Suppose each of your column has a single non-zero element which takes value $n, 1, \ldots, n-1$ respectively.
Factorize each of the number out from the determinant, we get a factor of $n!$.
The remaining term is a determinant of a permutation matrix.

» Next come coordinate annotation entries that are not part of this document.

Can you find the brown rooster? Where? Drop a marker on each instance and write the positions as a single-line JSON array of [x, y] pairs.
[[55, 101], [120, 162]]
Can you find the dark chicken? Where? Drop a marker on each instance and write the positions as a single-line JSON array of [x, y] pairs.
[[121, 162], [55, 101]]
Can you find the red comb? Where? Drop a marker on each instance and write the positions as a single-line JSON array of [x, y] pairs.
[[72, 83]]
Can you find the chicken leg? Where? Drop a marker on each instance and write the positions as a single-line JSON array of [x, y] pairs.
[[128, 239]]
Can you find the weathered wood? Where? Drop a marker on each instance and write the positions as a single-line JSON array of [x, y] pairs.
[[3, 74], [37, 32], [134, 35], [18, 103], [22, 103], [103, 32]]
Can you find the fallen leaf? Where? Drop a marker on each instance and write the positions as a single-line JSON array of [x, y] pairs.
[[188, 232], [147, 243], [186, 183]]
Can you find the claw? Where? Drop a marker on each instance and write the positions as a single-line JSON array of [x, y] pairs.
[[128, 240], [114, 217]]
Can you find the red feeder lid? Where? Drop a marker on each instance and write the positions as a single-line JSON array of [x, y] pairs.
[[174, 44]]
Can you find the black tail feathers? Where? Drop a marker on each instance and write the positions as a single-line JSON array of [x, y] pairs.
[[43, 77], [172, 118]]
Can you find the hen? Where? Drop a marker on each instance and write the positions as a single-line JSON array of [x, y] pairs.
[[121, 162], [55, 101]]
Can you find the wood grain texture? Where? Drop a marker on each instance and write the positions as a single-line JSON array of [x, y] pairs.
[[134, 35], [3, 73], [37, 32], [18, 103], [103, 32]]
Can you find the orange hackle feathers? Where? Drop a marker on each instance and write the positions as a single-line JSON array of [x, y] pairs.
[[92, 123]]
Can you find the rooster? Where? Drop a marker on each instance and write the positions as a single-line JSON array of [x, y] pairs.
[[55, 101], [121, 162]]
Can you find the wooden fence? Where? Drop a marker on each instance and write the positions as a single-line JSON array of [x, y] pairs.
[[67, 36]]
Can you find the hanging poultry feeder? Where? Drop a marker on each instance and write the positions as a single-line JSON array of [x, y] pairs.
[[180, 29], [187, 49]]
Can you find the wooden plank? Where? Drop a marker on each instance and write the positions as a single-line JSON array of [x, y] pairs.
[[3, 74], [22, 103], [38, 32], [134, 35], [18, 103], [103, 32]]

\begin{align}\begin{vmatrix} n & 0 & 0 & \ldots & 0 & 0 \\ 0 & 0 & 2 & \ldots& 0 & 0 \\ \vdots & \vdots & \vdots & \ddots & \vdots & \vdots \\ 0 & 0 & 0 &\ldots &n-2 & 0 \\ 0 & 0 & 0 & \ldots & 0 &n-1 \\ 0 &1 & 0 &\ldots & 0 & 0 \end{vmatrix} &= n!\begin{vmatrix} 1 & 0 & 0 & \ldots & 0 & 0 \\ 0 & 0 & 1 & \ldots& 0 & 0 \\ \vdots & \vdots & \vdots & \ddots & \vdots & \vdots \\ 0 & 0 & 0 &\ldots &1 & 0 \\ 0 & 0 & 0 & \ldots & 0 &1 \\ 0 &1 & 0 &\ldots & 0 & 0 \end{vmatrix}\\ &= n! \begin{vmatrix} 1 & 0 & 0_{1 \times (n-2)} \\ 0_{(n-2) \times 1} & 0_{(n-2) \times 1} & I_{n-2} \\ 0 & 1 & 0_{1 \times (n-2)}\end{vmatrix} \\&=n!(-1)^{n+1}\end{align}
where the last expression is obtained by expanding along the second column.